Overview
Morse code is a character encoding scheme that encodes text characters as sequences of two values dot (.) and dash (-). We have implemented this data by representing them in a binary tree structure. In a binary tree structure, each node has at most 2 children, referred to as the left child and the right child. In the tree, each node stores the value of an English alphabet letter and data pointers to children’s nodes. We can extract a letter value by accessing its node i.e., by traversing through the binary tree, treating the left branch as a dot, and the right branch as a dash.
In our project, the files morse_tree.c and morse_tree.h are responsible for the creation of this data structure and the population of node’s data.
The files seven_segment.h and seven_segment.c provide a function “seven_segment_show()” which accepts an integer input and displays a corresponding value mapped to that integer on the seven-segment display.
The files parse_input_str.c and parse_input_str.h contain a key function called "binaryToLetter()." This function takes a string of 0s and 1s as input, representing Morse code dots and dashes.Its primary purpose is to return an English alphabet letter. During execution, the function interprets 0s as dots and 1s as dashes. The input string guides the function's traversal through a binary tree structure. At each step, encountering 0 leads to a move to the left child node, while a 1 prompts a move to the right child node. When the end of the string is reached, the function stops and returns the character value stored in the final node of the binary tree. As an illustrative example, if the function is given the input "0010," it logically translates to "..-." in Morse code, ultimately returning the letter "F."

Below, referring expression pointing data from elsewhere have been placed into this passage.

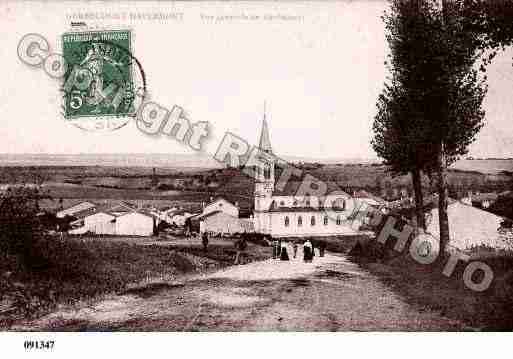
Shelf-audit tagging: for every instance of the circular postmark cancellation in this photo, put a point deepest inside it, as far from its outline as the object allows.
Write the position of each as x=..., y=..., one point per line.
x=104, y=83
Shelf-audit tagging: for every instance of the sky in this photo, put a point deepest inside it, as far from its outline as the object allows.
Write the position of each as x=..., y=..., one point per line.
x=319, y=73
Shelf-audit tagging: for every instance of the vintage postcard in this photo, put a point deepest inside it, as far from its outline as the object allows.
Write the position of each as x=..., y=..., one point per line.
x=338, y=166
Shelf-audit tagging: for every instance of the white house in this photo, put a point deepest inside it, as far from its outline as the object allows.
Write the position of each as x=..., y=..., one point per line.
x=98, y=223
x=135, y=224
x=220, y=204
x=221, y=222
x=117, y=222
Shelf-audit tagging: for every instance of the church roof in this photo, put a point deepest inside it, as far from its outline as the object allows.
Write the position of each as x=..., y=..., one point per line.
x=265, y=141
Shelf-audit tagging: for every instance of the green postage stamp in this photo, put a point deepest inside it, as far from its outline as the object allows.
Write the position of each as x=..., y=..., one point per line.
x=99, y=81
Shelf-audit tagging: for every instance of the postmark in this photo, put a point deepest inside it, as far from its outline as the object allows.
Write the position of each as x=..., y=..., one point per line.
x=104, y=83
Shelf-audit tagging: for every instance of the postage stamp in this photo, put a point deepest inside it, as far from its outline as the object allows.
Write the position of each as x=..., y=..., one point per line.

In the file main.c, the main function serves as the core of the program. It utilizes a character array buffer to store 0s and 1s in string format. It starts by displaying a welcome message. Within an infinite loop, the function continually monitors button presses. Upon detecting a button press, the program calculates the press duration. If the press duration is less than 250ms, a "0" (dot) is added to the buffer. For a duration between 250ms and 400ms, a "1" (dash) is appended, and the corresponding dot or dash is momentarily displayed on the seven-segment display, reflecting the addition to the buffer. If the button is held for over 700ms, an error message is displayed, and the buffer is cleared to receive new inputs. When the buffer reaches its capacity or there is no button press for 700ms, the "seven_segment_show()" function is invoked. It uses the value derived from offsetting the result of "binaryToLetter()" to display the corresponding English alphabet letter on the seven-segment display. After the display, the buffer is reset, ready to accept new inputs. During testing, our project consistently displays the appropriate letter for any letter morse code input. Invalid inputs are handled (i.e. empty nodes on the tree like “..--" cause a dash to be shown on the display).
Challenges Faced
These are the challenges we faced when developing our project – which we then solved eventually. • We initially faced problems with sharing and editing multiple files at a time, so we solved those problems by implementing git version control. • When a button was pressed too quickly with little click time, it caused a debounce registering 2 inputs into the buffer. We addressed this by filtering out clicks with a click time under 1ms. • Pressing the button while measuring time of no button press caused only to get out of non-click loop, which did not trigger start of time measurement of click time. We solved this problem by introducing state variables.